Il commento del giornalista Garlando sul match dell'Allianz Stadium

Francesco Parrone

Dalle pagine de La Gazzetta dello Sport, il giornalista Luigi Garlando, ha fatto il punto sul derby d'Italia, in particolare sulla prestazione delle due squadre: "L’Inter finisce in piedi all’Allianz Stadium e conserva la corona. Nel senso che rimane l’unica squadra imbattuta del campionato, si tiene dietro la Juve a -2 e si è addormentata in testa alla classifica. Oggi il Napoli, battendo la Fiorentina, ha l’occasione di ripassare al comando, ma non sarà questo eventuale sorpasso a togliere il sorriso a Spalletti. Perché è vero che l’Inter ieri non ha mai tirato in porta e che, per una buona parte della ripresa, ha sofferto all’angolo con la faccia dietro ai guantoni, con la tenacia di Vito Antuofermo nel primo match contro Hagler, ma è anche vero che lo 0-0 di Torino non può essere ridotto a una resistenza passiva e fa bene il tecnico nerazzurro a considerarlo una vittoria. Per una serie di ragioni.

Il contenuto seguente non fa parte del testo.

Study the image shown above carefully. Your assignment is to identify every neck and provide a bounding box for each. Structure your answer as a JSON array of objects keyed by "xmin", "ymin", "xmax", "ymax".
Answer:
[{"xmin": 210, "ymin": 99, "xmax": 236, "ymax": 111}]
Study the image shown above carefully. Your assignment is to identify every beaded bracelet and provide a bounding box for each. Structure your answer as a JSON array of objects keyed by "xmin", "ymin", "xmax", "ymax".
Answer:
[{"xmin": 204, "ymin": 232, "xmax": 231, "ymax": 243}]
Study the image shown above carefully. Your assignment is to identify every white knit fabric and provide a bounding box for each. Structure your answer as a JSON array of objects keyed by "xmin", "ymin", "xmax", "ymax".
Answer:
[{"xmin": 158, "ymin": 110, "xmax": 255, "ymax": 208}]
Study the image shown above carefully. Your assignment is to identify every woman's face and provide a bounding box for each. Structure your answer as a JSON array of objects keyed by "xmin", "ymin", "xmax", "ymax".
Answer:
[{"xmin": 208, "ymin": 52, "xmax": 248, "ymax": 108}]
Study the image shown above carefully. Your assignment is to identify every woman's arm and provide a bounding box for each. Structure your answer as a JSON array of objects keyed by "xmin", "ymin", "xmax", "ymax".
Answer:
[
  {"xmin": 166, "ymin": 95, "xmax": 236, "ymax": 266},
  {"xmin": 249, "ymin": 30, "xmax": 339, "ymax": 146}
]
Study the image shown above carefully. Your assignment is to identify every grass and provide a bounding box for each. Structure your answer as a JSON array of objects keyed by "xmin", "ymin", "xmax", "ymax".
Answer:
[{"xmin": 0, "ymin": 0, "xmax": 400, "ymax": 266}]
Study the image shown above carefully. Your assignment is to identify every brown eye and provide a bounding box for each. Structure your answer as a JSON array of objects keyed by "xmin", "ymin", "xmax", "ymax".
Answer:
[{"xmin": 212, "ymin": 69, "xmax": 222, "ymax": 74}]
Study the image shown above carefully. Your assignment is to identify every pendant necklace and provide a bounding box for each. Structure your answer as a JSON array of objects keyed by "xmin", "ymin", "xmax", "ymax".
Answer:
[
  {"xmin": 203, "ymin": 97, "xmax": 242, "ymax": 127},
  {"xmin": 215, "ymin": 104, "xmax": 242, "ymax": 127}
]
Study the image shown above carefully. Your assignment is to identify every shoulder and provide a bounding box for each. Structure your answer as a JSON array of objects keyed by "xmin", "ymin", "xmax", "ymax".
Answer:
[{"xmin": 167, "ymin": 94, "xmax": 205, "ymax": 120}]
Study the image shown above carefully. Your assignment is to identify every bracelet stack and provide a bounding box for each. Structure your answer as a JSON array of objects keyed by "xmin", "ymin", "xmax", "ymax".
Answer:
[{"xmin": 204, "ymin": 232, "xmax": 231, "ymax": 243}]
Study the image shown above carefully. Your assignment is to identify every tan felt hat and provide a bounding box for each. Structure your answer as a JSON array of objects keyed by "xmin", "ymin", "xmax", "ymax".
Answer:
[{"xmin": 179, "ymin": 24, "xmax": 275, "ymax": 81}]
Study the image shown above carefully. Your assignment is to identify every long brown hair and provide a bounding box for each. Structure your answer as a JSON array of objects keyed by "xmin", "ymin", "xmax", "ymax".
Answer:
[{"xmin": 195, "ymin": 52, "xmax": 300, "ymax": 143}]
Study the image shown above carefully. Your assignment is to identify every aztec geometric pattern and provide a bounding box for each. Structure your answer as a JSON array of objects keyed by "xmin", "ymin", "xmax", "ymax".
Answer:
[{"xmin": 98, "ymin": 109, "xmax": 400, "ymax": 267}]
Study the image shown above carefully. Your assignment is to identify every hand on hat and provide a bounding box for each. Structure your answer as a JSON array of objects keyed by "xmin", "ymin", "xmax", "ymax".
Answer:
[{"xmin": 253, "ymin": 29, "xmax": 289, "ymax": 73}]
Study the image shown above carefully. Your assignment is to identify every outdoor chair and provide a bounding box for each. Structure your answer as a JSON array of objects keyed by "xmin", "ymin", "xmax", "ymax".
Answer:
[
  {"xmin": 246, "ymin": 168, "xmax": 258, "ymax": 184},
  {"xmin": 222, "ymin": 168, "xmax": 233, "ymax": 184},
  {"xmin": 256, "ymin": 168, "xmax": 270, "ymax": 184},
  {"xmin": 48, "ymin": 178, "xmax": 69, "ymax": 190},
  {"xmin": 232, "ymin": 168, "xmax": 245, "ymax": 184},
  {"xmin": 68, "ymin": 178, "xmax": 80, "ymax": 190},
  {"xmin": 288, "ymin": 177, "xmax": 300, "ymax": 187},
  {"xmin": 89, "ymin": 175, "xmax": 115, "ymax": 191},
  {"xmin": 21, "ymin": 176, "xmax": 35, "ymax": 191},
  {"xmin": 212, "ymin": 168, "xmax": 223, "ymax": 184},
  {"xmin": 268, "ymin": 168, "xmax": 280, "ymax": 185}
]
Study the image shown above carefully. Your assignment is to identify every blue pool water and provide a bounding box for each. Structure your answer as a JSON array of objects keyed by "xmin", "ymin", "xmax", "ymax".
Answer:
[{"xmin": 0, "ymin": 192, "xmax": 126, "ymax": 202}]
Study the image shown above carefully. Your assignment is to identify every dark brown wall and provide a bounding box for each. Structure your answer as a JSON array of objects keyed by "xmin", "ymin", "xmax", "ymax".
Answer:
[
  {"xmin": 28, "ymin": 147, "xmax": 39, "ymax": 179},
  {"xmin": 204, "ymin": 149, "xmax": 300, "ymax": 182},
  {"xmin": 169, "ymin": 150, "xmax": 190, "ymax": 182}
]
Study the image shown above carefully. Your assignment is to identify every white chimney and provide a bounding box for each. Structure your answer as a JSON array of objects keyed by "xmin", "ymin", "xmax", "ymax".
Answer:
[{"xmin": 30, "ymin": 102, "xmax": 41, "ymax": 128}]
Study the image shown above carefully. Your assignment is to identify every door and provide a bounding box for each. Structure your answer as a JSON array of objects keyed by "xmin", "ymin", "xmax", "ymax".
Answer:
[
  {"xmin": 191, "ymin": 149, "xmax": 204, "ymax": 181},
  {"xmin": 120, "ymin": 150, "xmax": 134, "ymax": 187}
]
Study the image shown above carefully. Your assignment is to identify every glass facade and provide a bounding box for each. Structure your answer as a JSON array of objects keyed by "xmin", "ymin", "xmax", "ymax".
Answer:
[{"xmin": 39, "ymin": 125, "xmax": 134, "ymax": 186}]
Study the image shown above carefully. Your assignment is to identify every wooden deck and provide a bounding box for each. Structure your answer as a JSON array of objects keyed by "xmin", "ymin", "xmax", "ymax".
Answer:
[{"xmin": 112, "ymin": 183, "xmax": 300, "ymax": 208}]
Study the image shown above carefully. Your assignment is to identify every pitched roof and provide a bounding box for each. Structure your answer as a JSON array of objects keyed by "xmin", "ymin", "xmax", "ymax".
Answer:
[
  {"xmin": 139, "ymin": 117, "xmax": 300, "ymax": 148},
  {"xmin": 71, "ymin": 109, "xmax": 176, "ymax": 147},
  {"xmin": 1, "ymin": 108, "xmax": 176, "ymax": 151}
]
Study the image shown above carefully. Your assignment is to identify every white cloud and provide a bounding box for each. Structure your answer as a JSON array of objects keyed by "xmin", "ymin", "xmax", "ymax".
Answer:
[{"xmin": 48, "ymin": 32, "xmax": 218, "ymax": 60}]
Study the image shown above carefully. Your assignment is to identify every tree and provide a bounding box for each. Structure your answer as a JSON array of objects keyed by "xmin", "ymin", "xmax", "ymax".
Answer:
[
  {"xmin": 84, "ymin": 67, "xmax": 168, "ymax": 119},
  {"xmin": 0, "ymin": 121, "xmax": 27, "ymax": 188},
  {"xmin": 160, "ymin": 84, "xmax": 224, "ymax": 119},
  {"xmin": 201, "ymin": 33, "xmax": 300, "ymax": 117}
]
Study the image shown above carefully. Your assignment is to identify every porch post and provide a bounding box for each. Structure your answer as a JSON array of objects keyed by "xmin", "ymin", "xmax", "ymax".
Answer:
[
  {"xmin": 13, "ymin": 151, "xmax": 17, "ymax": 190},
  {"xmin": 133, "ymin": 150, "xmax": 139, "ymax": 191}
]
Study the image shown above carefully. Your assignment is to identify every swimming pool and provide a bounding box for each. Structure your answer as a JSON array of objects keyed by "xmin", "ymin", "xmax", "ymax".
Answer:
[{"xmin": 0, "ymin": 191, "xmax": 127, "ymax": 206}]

Prima: Roma, Napoli, Juve. L’Inter ha scollinato i tre peggiori gran premi della montagna senza forare. Al ritorno le tre grandi saranno di passaggio a San Siro, magari intossicate dalle coppe, come all’Inter non accadrà. Seconda: Spalletti ha ricostruito una squadra depressa educandola prima di tutto a sopravvivere. Fino allo scorso anno, l’Inter si squagliava alla prima sofferenza. Ieri ha dimostrato di poter sopravvivere perfino a una Juve che da 44 partite consecutive segnava almeno un gol. Record storico. Quasi una certificazione antisismica: l’Inter resiste alle scosse più terribili. Impensabile fino a pochi mesi fa. Terza ragione: dopo averle insegnato a sopravvivere nei primi mesi, ora Spalletti sta insegnando all’Inter a vivere. Ad agire, non soltanto a reagire. Nell’allegro 5-0 al Chievo ha dimostrato di essere a buon punto. Ma il primo tempo di ieri non è stato meno indicativo. Raramente la Juve ha concesso palla e campo nel suo salotto come ha fatto ieri a Borja e compagni. Raramente l’Inter ha palleggiato con tanta serenità e sicurezza sul campo dei campioni d’Italia. Se ha ottenuto poco dal possesso e non ha mai raggiunto Icardi è perché Candreva e Perisic hanno sincronizzato la notte peggiore della loro stagione. Nell'appuntamento più importante il punto di forza della squadra (gli esterni offensivi) è diventato il punto critico. Eppure, nonostante questo, senza avere la possibilità di pescare in panca Dybala o Douglas Costa, l’Inter ha chiuso in piedi. La tiratina d’orecchie di Spalletti a fine match («Ci siamo accontentati») è una lezione in più ai suoi: vivere non sopravvivere, appunto. L’Inter è ancora in formazione. Lo 0-0 dello Stadium le irrobustirà le ossa.

Allegri ha cambiato abitudini ai fornelli. Prima usava abbrustolire gli avversari con una fiammata, ora si diverte a rosolarli. Concede il possesso agli avversari, controlla senza soffrire, poi aumenta la pressione contando su una fisicità e su una ricchezza di panca che nessuno può permettersi. Gli era andata bene con il Napoli, sembrava che la rosolata stesse pagando anche ieri. Invece no. Ma c’è da chiedersi: una squadra che vanta una simile ricchezza tecnica, deve aspettare tanto per strozzare la partita? Perché non spendere prima la qualità di Dybala e Douglas Costa? La Juve, che da anni insegue la sua piena felicità in Europa dove pagano coraggio offensivo e qualità di gioco, fa bene a retrocedere a un calcio di muscoli e attese? L’ottimo Allegri - l’abbiamo già detto - aziona la panchina come il domatore gli sgabelli per ottenere ciò che vuole dai suoi leoni. Ma il numero ha i suoi rischi. Oggi Dybala è un leone triste, l’ha dimostrato anche ieri entrando in modo dimesso. Per la Juve recuperare la sua Joya al più presto è di vitale importanza. Conta molto di più dei due punti persi. Pjanic è uscito con la faccia scura di un temporale. Allegri cambia spesso assetto e protagonisti per guadagnare imprevedibilità e dettare quegli stimoli feroci che, dopo 6 stagioni di successi, non sono più automatici. Da questi complicati equilibrismi dipenderà la felicità dei campioni".